Northern Ireland weatherBMJ 2003; 326 doi: https://doi.org/10.1136/bmj.326.7384.313 (Published 08 February 2003) Cite this as: BMJ 2003;326:313
With my appointment as a neurosurgeon in Belfast, I realised that most patients desired some personal and informal interaction. They also wanted to know more about me. Being rather reserved, I found it difficult to engage in long conversations. Also, not being a native of Northern Ireland, there were few subjects in common to talk about. After pleasantries and discussion of the medical condition, I was usually at a loss to extend the conversation further. I was aware of the sectarian troubles, but patients avoided such sensitive topics. Soon, I discovered that one topic was popular, uncontentious, and universally discussed by Protestant and Catholic alike—the weather. Good weather was an exception rather than the rule. None the less everyone enjoyed talking about the weather.
The most common question put to me by the patients was “Doctor, how do you like it over here?”
My standard answer was “It's good, especially since the troubles are over. I like it here, except for the bad weather—always cold, wet, and windy.” Patients appreciated my remarks and sympathetically shared my disappointment. This weather talk not only helped me get over my initial introversion, it also enabled me to keep patients distracted during their neurological examination. On a rare sunny day I learnt to manoeuvre the dialogue impressively by saying, “It's a lovely day, isn't it?” Within a few weeks, by using the “weather card,” I mastered the art of communicating effectively with the local population despite my different religious, cultural, social, and ethnic background.
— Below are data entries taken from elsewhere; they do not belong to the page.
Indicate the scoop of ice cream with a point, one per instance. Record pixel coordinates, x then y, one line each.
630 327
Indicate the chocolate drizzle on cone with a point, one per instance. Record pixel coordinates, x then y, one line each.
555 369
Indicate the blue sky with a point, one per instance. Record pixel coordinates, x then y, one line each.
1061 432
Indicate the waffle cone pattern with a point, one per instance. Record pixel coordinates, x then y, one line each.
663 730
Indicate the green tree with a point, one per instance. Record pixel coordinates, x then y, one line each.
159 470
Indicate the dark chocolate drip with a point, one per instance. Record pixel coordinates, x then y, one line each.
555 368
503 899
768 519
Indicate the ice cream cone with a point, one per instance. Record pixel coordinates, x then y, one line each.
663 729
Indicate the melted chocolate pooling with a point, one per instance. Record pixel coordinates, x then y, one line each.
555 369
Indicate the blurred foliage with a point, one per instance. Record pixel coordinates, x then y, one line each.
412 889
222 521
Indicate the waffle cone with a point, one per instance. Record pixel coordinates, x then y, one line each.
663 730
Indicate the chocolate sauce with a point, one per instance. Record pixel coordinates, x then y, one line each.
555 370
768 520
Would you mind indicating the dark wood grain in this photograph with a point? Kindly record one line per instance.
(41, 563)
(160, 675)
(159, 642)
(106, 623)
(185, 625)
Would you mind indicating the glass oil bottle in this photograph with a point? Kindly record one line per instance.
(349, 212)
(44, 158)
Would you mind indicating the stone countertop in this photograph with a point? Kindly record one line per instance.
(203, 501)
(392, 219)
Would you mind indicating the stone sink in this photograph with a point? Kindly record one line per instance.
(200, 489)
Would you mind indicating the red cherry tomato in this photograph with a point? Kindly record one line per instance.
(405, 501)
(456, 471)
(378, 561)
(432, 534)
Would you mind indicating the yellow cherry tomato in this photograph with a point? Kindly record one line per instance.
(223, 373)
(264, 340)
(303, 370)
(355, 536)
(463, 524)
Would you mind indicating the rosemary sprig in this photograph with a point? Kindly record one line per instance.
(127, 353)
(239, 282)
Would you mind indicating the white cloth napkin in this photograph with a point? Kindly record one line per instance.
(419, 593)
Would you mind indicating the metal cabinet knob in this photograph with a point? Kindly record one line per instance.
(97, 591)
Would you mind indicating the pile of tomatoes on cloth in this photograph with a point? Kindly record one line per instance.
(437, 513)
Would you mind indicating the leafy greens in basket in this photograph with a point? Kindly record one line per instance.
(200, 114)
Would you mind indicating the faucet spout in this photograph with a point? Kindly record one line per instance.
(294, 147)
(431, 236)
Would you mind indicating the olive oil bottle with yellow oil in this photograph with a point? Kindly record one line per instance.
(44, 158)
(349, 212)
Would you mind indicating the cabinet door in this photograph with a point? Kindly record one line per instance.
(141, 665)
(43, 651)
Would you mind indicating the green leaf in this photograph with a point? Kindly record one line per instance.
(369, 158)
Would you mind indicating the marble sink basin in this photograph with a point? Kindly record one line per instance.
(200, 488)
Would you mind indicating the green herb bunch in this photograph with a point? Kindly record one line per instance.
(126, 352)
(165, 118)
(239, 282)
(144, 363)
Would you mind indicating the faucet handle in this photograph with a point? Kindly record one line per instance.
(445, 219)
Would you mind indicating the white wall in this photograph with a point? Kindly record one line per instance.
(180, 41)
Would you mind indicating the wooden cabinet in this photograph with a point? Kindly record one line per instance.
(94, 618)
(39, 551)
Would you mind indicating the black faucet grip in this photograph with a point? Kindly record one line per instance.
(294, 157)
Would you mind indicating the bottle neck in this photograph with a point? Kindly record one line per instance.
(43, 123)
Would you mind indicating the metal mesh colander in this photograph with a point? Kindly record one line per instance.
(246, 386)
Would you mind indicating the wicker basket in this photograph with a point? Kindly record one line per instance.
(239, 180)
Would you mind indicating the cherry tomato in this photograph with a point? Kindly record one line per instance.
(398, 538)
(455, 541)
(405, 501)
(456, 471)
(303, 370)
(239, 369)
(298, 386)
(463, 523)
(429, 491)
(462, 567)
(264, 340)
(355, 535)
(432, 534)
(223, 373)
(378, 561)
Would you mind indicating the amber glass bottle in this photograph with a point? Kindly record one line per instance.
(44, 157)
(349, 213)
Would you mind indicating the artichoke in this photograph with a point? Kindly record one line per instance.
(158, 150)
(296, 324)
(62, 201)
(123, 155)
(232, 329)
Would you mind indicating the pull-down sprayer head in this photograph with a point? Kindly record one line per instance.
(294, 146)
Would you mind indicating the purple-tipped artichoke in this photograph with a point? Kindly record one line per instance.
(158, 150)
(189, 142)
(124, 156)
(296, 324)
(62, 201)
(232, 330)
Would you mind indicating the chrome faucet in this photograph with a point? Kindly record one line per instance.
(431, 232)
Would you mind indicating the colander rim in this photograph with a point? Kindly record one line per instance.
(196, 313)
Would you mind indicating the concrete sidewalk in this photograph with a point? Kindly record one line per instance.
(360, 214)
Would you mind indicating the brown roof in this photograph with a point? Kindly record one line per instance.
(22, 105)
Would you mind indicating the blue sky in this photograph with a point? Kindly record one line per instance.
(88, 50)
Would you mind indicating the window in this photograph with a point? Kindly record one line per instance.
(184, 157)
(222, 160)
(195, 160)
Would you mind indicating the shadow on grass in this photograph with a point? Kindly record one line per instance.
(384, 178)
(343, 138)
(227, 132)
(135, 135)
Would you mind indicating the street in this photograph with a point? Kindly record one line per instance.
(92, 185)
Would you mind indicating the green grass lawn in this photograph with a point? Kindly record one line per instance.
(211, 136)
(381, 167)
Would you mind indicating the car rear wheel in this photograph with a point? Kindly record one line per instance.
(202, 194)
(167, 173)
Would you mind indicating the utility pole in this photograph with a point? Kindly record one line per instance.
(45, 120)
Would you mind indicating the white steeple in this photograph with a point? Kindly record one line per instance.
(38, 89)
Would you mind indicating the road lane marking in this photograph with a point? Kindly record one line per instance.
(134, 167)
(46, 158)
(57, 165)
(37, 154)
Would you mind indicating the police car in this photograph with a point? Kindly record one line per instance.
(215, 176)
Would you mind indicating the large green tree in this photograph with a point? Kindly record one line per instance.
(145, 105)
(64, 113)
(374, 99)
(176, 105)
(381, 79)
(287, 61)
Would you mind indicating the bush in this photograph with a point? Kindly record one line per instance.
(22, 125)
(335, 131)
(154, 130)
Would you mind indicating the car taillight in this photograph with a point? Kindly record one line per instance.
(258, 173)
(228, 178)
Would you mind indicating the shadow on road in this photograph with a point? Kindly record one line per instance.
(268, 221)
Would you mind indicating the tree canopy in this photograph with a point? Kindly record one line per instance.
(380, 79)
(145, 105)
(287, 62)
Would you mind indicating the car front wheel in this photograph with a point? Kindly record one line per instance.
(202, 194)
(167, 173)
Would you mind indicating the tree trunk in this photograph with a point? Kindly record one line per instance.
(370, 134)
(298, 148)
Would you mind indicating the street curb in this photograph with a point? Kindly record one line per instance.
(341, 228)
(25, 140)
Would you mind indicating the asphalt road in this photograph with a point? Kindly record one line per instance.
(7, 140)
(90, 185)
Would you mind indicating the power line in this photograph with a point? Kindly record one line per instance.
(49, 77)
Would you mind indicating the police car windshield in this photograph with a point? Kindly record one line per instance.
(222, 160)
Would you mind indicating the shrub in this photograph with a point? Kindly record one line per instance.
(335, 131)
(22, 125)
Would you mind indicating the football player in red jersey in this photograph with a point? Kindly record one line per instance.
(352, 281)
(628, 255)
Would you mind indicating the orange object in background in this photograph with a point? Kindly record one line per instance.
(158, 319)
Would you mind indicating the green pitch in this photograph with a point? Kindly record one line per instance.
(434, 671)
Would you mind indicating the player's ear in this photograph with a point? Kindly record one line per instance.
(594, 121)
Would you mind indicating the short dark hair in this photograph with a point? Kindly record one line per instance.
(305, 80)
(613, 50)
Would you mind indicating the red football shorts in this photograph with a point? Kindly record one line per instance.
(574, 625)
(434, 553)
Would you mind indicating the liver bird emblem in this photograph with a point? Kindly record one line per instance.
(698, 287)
Then one day I came across Mr Smith at my outpatient clinic. He was in his middle 50s with longstanding trigeminal neuralgia, a condition in which patients have intermittent severe facial pain. After the usual introduction and neurological examination, the expected question came up: “Doctor, how do you like it here?” By now I was well rehearsed with the answer. I explained how, over the years, I had come to feel at home in Northern Ireland. Mr Smith listened with interest, occasionally nodding with approval. I went on to describe the inclement weather and how difficult I found it coming to terms with it. Mr Smith was quiet and did not seem to be as appreciative as before. I continued, saying how depressing the winters were, and the summers too, with the constant rain. Mr Smith now seemed a bit disturbed. I carried on, however, relating how depressing it was to see the television weather forecast invariably showing clouds and rain over Belfast.
By now, Mr Smith was overtly restless but remained seated, more through respect than interest. I sensed that something was wrong, and, changing the subject, I said, “Mr Smith, yours doesn't seem to be a Northern Irish accent. Where are you from?” With a calm face, he stated that, although he was originally from Belfast, he had spent some 20 years abroad. He had been in Leningrad for 10 years, but found it very cold, as the temperature often dropped to −40°C. Then he spent 10 years in Brisbane, but found it too hot, with the temperatures sometimes reaching 40°C. Consequently, he opted to return home because he liked the weather in Northern Ireland. With a smile, he said, “The weather here is always pleasant, moderate, and with a lush greenery all year round.” He then shook my hand, said he was pleased to meet me, and left the room, leaving me speechless.
Unable to disagree, I found myself back at square one, searching for a new topic for conversation.